The amendment would give Congress and state lawmakers the authority to regulate campaign spending, overturning Citizens United and Buckley v. Valeo. Introduced by Sen. Tom Udall, D-N.M., it has 43 co-sponsors. This press release has more information.

The Senate version of the amendment allows lawmakers to regulate “the raising and spending of money and in-kind equivalents” with respect to elections. It also provides that, “nothing in this article shall be construed to grant Congress the power to abridge the freedom of the press.”

Among those who oppose the amendment are Chapman University law professor Ronald Rotunda, writing for Justia’s Verdict blog, and U.S. Sen. Ted Cruz, R-Texas, writing for the Wall Street Journal (sub. req.). They argue the proposed amendment has a broad reach.

“Speech is more than just standing on a soap box yelling on a street corner,” Cruz writes. “If you can prohibit spending money, you can prohibit virtually any form of effective speech.”

Drawing on government arguments in the Citizens United case, Rotunda says the proposed amendment would authorize lawmakers to ban the kind of political films at issue in Citizens United and even political pamphlets. Cruz gives specific examples, saying the amendment could allow bans on expenditures for voter guides by interest groups, door-to-door get-out-the-vote efforts, and bloggers’ criticism of politicians.

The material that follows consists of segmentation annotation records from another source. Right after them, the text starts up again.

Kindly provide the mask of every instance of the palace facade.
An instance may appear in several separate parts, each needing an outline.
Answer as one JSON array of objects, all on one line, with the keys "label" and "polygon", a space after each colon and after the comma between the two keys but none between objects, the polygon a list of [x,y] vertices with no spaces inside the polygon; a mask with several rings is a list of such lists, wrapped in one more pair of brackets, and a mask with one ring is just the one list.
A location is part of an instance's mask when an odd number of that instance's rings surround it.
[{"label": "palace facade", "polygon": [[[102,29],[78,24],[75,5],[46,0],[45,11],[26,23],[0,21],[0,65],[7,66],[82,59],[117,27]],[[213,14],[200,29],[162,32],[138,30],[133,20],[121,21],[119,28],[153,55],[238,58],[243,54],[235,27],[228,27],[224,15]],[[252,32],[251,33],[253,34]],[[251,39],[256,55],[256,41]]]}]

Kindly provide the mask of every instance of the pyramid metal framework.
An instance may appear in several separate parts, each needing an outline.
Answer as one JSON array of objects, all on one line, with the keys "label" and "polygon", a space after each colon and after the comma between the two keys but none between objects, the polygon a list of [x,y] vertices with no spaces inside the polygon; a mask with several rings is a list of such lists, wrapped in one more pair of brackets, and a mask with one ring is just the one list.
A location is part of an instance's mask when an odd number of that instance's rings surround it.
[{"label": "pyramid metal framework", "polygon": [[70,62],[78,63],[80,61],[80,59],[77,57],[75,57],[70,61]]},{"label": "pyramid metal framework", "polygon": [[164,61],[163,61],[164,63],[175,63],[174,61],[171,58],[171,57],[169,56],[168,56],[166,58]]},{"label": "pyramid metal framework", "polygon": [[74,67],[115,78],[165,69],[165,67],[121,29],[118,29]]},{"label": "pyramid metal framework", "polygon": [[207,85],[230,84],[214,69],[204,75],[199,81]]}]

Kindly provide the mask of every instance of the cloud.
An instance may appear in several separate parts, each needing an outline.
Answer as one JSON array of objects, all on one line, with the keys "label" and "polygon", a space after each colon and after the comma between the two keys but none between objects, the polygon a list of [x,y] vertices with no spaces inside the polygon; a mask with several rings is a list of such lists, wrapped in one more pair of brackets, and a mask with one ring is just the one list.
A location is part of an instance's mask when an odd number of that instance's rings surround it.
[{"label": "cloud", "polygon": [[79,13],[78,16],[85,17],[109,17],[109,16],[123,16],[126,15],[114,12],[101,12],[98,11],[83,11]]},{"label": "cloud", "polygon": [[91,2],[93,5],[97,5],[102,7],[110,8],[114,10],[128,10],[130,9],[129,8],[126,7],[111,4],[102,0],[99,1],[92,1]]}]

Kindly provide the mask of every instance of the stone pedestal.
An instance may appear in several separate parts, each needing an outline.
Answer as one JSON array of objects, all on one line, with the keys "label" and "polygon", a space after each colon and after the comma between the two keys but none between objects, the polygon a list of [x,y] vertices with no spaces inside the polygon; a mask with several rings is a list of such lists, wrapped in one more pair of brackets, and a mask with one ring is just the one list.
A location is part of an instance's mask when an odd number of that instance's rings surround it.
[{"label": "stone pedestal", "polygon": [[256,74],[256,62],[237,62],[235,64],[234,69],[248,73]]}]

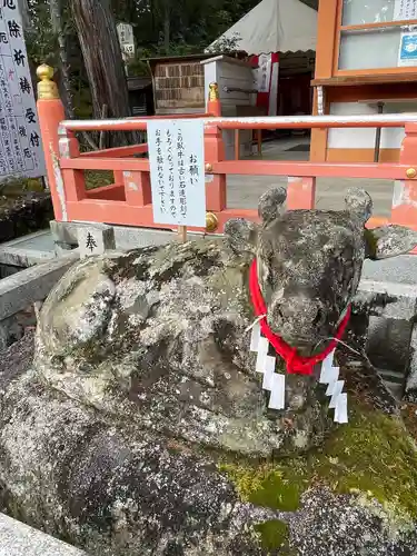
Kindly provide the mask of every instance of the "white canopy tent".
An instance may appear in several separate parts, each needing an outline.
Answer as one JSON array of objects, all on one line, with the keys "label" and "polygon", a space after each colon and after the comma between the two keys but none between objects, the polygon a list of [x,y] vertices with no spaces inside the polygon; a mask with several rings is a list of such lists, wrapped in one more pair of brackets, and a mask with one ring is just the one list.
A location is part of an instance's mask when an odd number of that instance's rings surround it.
[{"label": "white canopy tent", "polygon": [[262,0],[207,50],[234,37],[248,54],[316,50],[317,11],[299,0]]}]

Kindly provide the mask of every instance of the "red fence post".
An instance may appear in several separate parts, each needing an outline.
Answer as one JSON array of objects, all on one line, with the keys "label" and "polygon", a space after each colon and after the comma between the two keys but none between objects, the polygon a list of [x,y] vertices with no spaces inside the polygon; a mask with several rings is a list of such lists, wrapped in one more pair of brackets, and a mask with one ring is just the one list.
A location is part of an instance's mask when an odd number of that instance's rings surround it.
[{"label": "red fence post", "polygon": [[136,207],[145,207],[152,202],[149,172],[123,171],[126,202]]},{"label": "red fence post", "polygon": [[62,221],[67,220],[67,206],[59,168],[58,126],[66,119],[66,113],[57,85],[52,81],[53,69],[46,64],[39,66],[37,76],[40,79],[37,108],[48,185],[52,197],[54,218]]},{"label": "red fence post", "polygon": [[214,162],[225,160],[225,145],[221,130],[208,123],[205,128],[206,158],[206,209],[220,212],[227,203],[226,175],[212,175]]},{"label": "red fence post", "polygon": [[417,123],[406,123],[405,131],[399,162],[409,168],[394,186],[391,222],[417,229]]},{"label": "red fence post", "polygon": [[[67,132],[67,137],[59,139],[59,153],[61,158],[77,158],[80,156],[80,146],[72,133]],[[83,170],[72,170],[66,168],[61,170],[67,201],[81,201],[86,199],[86,178]]]}]

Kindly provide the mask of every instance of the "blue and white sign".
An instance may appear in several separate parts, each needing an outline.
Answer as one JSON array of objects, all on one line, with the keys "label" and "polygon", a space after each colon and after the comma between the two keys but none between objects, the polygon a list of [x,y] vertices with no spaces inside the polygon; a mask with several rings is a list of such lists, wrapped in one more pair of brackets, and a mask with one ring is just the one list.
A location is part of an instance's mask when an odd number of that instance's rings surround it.
[{"label": "blue and white sign", "polygon": [[156,224],[206,227],[203,132],[197,119],[148,122]]},{"label": "blue and white sign", "polygon": [[417,32],[401,34],[398,66],[417,66]]}]

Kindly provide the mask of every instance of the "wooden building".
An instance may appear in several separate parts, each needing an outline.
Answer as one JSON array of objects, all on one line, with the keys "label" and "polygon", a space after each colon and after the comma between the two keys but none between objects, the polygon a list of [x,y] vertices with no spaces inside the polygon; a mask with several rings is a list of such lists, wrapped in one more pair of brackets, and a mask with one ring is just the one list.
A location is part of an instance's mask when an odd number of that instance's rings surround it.
[{"label": "wooden building", "polygon": [[129,77],[129,105],[132,116],[153,116],[153,90],[150,77]]},{"label": "wooden building", "polygon": [[156,115],[199,113],[206,110],[202,60],[212,54],[150,58]]},{"label": "wooden building", "polygon": [[[315,113],[417,112],[417,0],[320,0]],[[311,160],[397,161],[404,129],[314,130]]]}]

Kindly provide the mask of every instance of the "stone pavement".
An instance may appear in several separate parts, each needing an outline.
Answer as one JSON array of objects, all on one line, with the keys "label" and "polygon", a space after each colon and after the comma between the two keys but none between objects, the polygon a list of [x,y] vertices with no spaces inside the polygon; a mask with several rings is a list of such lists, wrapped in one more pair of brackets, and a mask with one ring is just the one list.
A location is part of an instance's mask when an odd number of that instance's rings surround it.
[{"label": "stone pavement", "polygon": [[[288,150],[297,145],[308,145],[308,138],[289,138],[265,142],[262,146],[264,160],[308,160],[308,151]],[[250,159],[258,159],[258,156]],[[287,186],[286,177],[272,176],[228,176],[227,205],[229,208],[256,208],[259,196],[277,185]],[[355,178],[318,178],[316,190],[316,207],[319,209],[344,208],[345,192],[350,187],[360,187],[368,191],[374,201],[374,216],[389,217],[394,181]]]}]

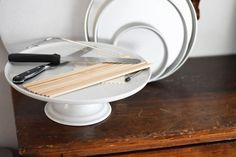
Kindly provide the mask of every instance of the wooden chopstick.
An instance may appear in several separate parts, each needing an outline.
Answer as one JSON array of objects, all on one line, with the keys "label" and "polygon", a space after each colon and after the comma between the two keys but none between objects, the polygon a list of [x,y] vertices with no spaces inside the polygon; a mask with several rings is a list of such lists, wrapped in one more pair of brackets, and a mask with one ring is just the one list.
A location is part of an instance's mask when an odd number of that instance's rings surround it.
[{"label": "wooden chopstick", "polygon": [[55,97],[83,89],[129,73],[149,68],[150,64],[97,64],[48,79],[23,85],[27,90],[47,97]]}]

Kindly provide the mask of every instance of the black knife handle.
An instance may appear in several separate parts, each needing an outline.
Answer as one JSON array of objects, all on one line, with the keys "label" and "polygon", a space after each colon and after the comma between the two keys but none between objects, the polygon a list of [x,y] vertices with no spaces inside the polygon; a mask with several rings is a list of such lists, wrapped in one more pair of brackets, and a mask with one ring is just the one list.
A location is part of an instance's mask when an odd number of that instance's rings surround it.
[{"label": "black knife handle", "polygon": [[15,84],[22,84],[25,81],[39,75],[40,73],[44,72],[47,69],[48,65],[40,65],[33,69],[27,70],[19,75],[13,77],[12,82]]},{"label": "black knife handle", "polygon": [[59,65],[61,56],[58,54],[23,54],[12,53],[8,55],[10,62],[47,62],[52,65]]}]

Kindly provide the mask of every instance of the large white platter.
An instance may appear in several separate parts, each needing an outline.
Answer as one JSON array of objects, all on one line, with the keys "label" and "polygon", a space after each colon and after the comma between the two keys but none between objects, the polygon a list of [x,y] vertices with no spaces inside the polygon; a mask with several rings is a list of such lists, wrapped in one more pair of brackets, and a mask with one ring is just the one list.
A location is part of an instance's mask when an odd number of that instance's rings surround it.
[{"label": "large white platter", "polygon": [[[196,12],[195,12],[195,9],[194,9],[194,6],[192,4],[192,2],[190,0],[172,0],[174,3],[176,3],[176,5],[180,8],[182,8],[183,6],[185,6],[184,3],[186,3],[188,5],[188,10],[187,11],[187,8],[185,9],[185,11],[182,11],[182,12],[185,12],[186,16],[189,16],[187,12],[190,12],[191,14],[191,21],[192,21],[192,33],[191,33],[191,36],[190,36],[190,40],[189,40],[189,43],[188,43],[188,48],[187,48],[187,51],[184,55],[184,58],[181,60],[181,62],[179,62],[179,64],[175,67],[175,68],[170,68],[168,67],[165,74],[162,75],[160,79],[164,79],[170,75],[172,75],[174,72],[176,72],[179,68],[181,68],[181,66],[187,61],[189,55],[191,54],[191,51],[192,51],[192,48],[196,42],[196,38],[197,38],[197,32],[198,32],[198,25],[197,25],[197,15],[196,15]],[[182,7],[179,6],[180,3],[182,2]],[[186,20],[189,19],[189,18],[186,18]],[[190,20],[190,19],[189,19]],[[187,23],[189,23],[189,21],[187,21]]]},{"label": "large white platter", "polygon": [[137,23],[124,26],[115,35],[113,45],[135,52],[151,63],[150,82],[162,75],[167,67],[166,41],[161,33],[151,26]]},{"label": "large white platter", "polygon": [[[140,58],[136,54],[132,54],[119,48],[115,48],[111,45],[84,42],[83,44],[93,45],[103,49],[105,48],[106,53],[110,53],[106,54],[108,56],[112,56],[112,54],[117,56],[119,54]],[[78,49],[81,49],[81,45],[69,42],[56,42],[28,49],[22,51],[21,53],[56,52],[61,54],[62,56],[66,56],[72,52],[75,52]],[[90,54],[87,54],[87,56],[101,55],[93,53],[94,52],[92,51]],[[29,97],[48,102],[45,107],[45,112],[50,119],[61,124],[73,126],[91,125],[106,119],[111,113],[111,106],[108,104],[108,102],[123,99],[137,93],[148,83],[151,75],[150,70],[147,69],[133,77],[128,83],[98,84],[62,96],[49,98],[31,93],[25,90],[21,85],[16,85],[12,83],[12,78],[15,75],[22,73],[28,69],[31,69],[37,65],[39,64],[12,64],[8,62],[5,66],[6,79],[9,84],[17,91]],[[78,66],[80,67],[81,65],[68,64],[66,66],[59,66],[53,70],[43,72],[33,80],[38,80],[49,76],[61,74],[67,71],[71,71]]]},{"label": "large white platter", "polygon": [[187,45],[185,24],[175,7],[166,0],[106,1],[106,7],[101,10],[96,22],[94,40],[112,44],[112,39],[120,28],[135,22],[147,23],[162,33],[169,50],[167,66],[180,53],[184,53],[182,48]]},{"label": "large white platter", "polygon": [[[179,58],[175,60],[175,62],[166,69],[164,74],[161,77],[159,77],[159,79],[163,79],[165,77],[170,76],[185,63],[195,43],[197,34],[197,19],[191,1],[190,0],[167,0],[167,1],[169,1],[173,5],[173,7],[176,8],[177,12],[180,14],[181,18],[184,20],[184,23],[186,24],[188,48],[187,50],[186,47],[182,48],[182,51],[185,51],[183,55],[180,55]],[[106,7],[106,3],[107,3],[106,0],[92,0],[90,2],[90,7],[87,10],[87,15],[85,18],[85,23],[87,25],[85,25],[84,27],[85,36],[87,37],[88,41],[94,41],[93,34],[96,24],[95,20],[98,19],[99,13],[102,11],[102,9]]]}]

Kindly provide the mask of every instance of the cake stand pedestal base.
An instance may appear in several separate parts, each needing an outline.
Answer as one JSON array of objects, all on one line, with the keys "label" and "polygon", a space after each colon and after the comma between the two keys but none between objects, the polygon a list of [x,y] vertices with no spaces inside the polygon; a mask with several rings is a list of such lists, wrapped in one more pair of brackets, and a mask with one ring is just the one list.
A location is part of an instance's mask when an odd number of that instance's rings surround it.
[{"label": "cake stand pedestal base", "polygon": [[47,103],[44,108],[49,119],[69,126],[88,126],[99,123],[109,117],[111,110],[109,103],[76,105]]}]

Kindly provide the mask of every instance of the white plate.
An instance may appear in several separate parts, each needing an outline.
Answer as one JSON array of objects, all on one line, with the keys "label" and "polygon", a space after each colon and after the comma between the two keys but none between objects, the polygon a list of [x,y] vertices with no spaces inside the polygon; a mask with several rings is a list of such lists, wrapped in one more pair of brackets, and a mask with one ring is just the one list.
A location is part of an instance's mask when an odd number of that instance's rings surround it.
[{"label": "white plate", "polygon": [[[175,3],[176,3],[176,1],[178,1],[178,0],[175,0]],[[181,62],[179,62],[179,64],[174,69],[170,69],[168,67],[167,72],[164,75],[162,75],[159,78],[159,80],[164,79],[164,78],[170,76],[171,74],[173,74],[174,72],[176,72],[187,61],[187,59],[192,51],[192,48],[196,42],[197,31],[198,31],[197,15],[196,15],[196,12],[195,12],[192,2],[190,0],[185,0],[184,2],[186,2],[188,4],[188,9],[191,13],[191,21],[192,21],[192,33],[191,33],[191,38],[188,43],[187,51],[186,51],[183,59],[181,60]],[[183,2],[183,4],[184,4],[184,2]],[[189,22],[187,21],[187,23],[189,23]]]},{"label": "white plate", "polygon": [[[121,54],[123,53],[126,55],[131,55],[133,57],[139,58],[138,55],[132,54],[125,50],[117,49],[114,46],[106,45],[106,44],[94,44],[90,43],[90,45],[94,45],[100,48],[109,49],[110,53],[112,51],[119,51]],[[57,43],[50,43],[40,47],[36,47],[33,49],[29,49],[26,51],[22,51],[22,53],[59,53],[62,56],[69,55],[71,52],[74,52],[75,49],[78,50],[80,46],[76,46],[75,44],[71,44],[68,42],[57,42]],[[78,90],[69,94],[65,94],[62,96],[58,96],[55,98],[48,98],[44,96],[39,96],[37,94],[33,94],[25,90],[22,86],[15,85],[12,83],[12,78],[16,74],[19,74],[23,71],[26,71],[30,68],[35,67],[39,64],[11,64],[7,63],[5,67],[5,76],[9,82],[9,84],[14,87],[19,92],[42,101],[52,102],[52,103],[68,103],[68,104],[88,104],[88,103],[102,103],[102,102],[111,102],[115,100],[119,100],[125,97],[128,97],[132,94],[135,94],[139,90],[141,90],[146,83],[149,81],[150,78],[150,70],[145,70],[140,73],[137,77],[132,78],[133,80],[129,83],[124,85],[113,85],[113,84],[98,84],[92,87],[88,87],[82,90]],[[72,70],[77,65],[68,64],[66,66],[57,67],[53,70],[45,71],[44,73],[40,74],[35,79],[42,79],[48,76],[57,75],[69,70]],[[101,91],[101,92],[98,92]]]},{"label": "white plate", "polygon": [[111,0],[106,3],[96,22],[95,42],[111,44],[116,31],[123,26],[132,22],[147,23],[158,29],[167,43],[167,66],[174,69],[181,62],[187,47],[187,28],[176,6],[166,0]]},{"label": "white plate", "polygon": [[128,24],[117,31],[113,44],[135,52],[151,63],[150,81],[154,81],[166,69],[168,60],[166,42],[159,31],[151,26]]}]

Columnist Dana Milbank labels some of those scenarios as “hyperbole” and “hyperventilation,” but he opposes the constitutional amendment nonetheless. A better solution, he wrote for the Washington Post, is to make Citizens United a prominent issue in presidential elections, producing Democratic presidents whose Supreme Court appointees reverse the decisions.

Cruz has introduced two bills with the opposite goal of the proposed constitutional amendment. His SuperPAC Elimination Act would allow individuals to make unlimited direct contributions to candidates, eliminating the need for Super PACs, according to Slate and a press release. His Free All Speech Act would require that all restrictions on political speech that apply to individuals also apply to media corporations.

Updated on June 10 to include coverage of Cruz’s bills.